Se confiesa plenamente enamorado de su mujer, la cantante Alaska, con la que lleva 17 años de unión

MadridActualizado:

Vive inmerso en los ensayos y hecho un manojo de nervios. Es lo que tiene subir al escenario del cine Capitol, convertido estos días (hasta el 14 de febrero) en teatro, donde se representa la obra «El amor sigue en el aire». Mario Vaquerizo es uno de sus intérpretes, junto Alaska, Bibiana Fernández y Manuel Bandera. «Olvido y yo nos hemos enganchado al teatro y este fin de semana repetimos la experiencia, que para nosotros es un éxito profesional y personal», explica con su natural desparpajo Mario, Paco en la obra, un hombre que se confiesa plenamente enamorado de su mujer, la cantante Alaska, con la que lleva 17 años de unión.

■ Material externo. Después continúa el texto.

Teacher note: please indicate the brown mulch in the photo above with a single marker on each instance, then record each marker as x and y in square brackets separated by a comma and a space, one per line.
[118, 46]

«La primera vez que me he separado de Olvido ha sido con el viaje que acaba de hacer con su madre a México y que yo les animé a que realizaran, porque me parecía muy enriquecedor esa vuelta a los orígenes. Los tres primeros días estaba feliz de dormir sólo y entrar y salir a mi antojo, pero a partir del cuarto día no aguantaba estar solo, deseaba que volviera y fue cuando me di cuenta de lo bien que estoy con ella y de cuánto la necesito. Me he sentido muy mal tan solo y no lo soportaba. Por eso me fui a las seis de la mañana al aeropuerto a recibirlas y nada más vernos me alegré cuando me dijo que también me había echado mucho de menos. Eso ha sido maravilloso, porque nos hemos dado cuenta de lo que nos queremos. Hemos pasado por rachas, buenas y malas, como es normal, pero yo a mi Olvi la quiero muchísimo. No puedo vivir sin ella», reconoce Vaquerizo.

El viaje coincidió ademas con la triste noticia de la muerte de Bimba Bosé, intima amiga del matrimonio. « A la pobre Olvi le cogió fuera de casa y no es la primera vez que le ocurre. Para ella ha sido más duro, porque no es lo mismo vivir el luto acompañado que sólo y tan lejos. Cuando tienes estas pérdidas, te das cuenta que hay que vivir, quererse mucho y dejarse de tonterías que sólo nos quitan tiempo», asegura Mario, quien hoy vive muy pendiente de la salud de su amigo David Delfín, también enfermo de cáncer.